API RP‐2FSIM (API 2019a) describes an assessment process and acceptance criteria, similar to other relevant API RPs, including the assessment of fatigue damage. The fatigue assessment should assess the fatigue loading behaviour and analyse the remaining fatigue life of critical locations such as welded joints and details in highly stressed areas. If the predicted fatigue life exceeds allowable levels, API RP‐2FSIM (API 2019a) states that improvement options may be considered, including local structural modifications, increased inspection frequency, change of loading conditions and using improved inspection techniques.

Methods for the repair of damage and modifications are described in API RP‐2FSIM (API 2019a), including completely renewing a locally damaged area by means of a structural repair. This may involve the addition of a new structure (e.g. stiffening to reinstate the capacity in a damaged area). Modification of the structural details may be used to minimise the potential for future damage, particularly fatigue (e.g. by grinding).

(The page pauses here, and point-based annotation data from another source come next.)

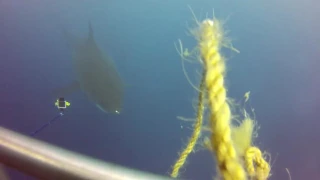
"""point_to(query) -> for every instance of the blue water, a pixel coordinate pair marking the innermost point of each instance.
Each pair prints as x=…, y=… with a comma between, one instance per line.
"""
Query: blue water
x=278, y=63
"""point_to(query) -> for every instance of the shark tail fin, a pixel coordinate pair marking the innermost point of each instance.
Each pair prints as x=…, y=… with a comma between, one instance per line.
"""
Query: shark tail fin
x=72, y=41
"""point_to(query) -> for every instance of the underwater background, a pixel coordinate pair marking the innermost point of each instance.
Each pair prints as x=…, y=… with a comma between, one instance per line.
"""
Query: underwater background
x=278, y=62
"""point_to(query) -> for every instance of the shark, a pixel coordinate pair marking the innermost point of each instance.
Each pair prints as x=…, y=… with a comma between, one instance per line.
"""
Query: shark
x=96, y=74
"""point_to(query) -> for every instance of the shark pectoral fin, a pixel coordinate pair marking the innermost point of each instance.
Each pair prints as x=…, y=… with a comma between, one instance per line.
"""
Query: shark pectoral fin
x=68, y=89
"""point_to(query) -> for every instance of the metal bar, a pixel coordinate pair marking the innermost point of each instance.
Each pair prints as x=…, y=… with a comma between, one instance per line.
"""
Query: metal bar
x=45, y=161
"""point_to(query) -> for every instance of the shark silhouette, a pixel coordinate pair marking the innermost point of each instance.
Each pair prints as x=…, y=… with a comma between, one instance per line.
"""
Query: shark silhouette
x=96, y=74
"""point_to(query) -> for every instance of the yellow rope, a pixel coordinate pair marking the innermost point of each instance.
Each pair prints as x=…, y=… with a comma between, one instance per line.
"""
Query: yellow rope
x=209, y=44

The development of the international standard ISO 19902 (ISO 2007), concerned with fixed offshore structures began in 1993, including a section on structural integrity management in the early drafts. This standard was first issued formally in 2007, but the early drafts were used as the basis for structural integrity management in the period from 1993 to 2007. In 2019 the SIM part of this standard was transferred to a new ISO standard, ISO 19901‐9 (ISO 2019a), which focused on structural integrity management and assessment of existing structures.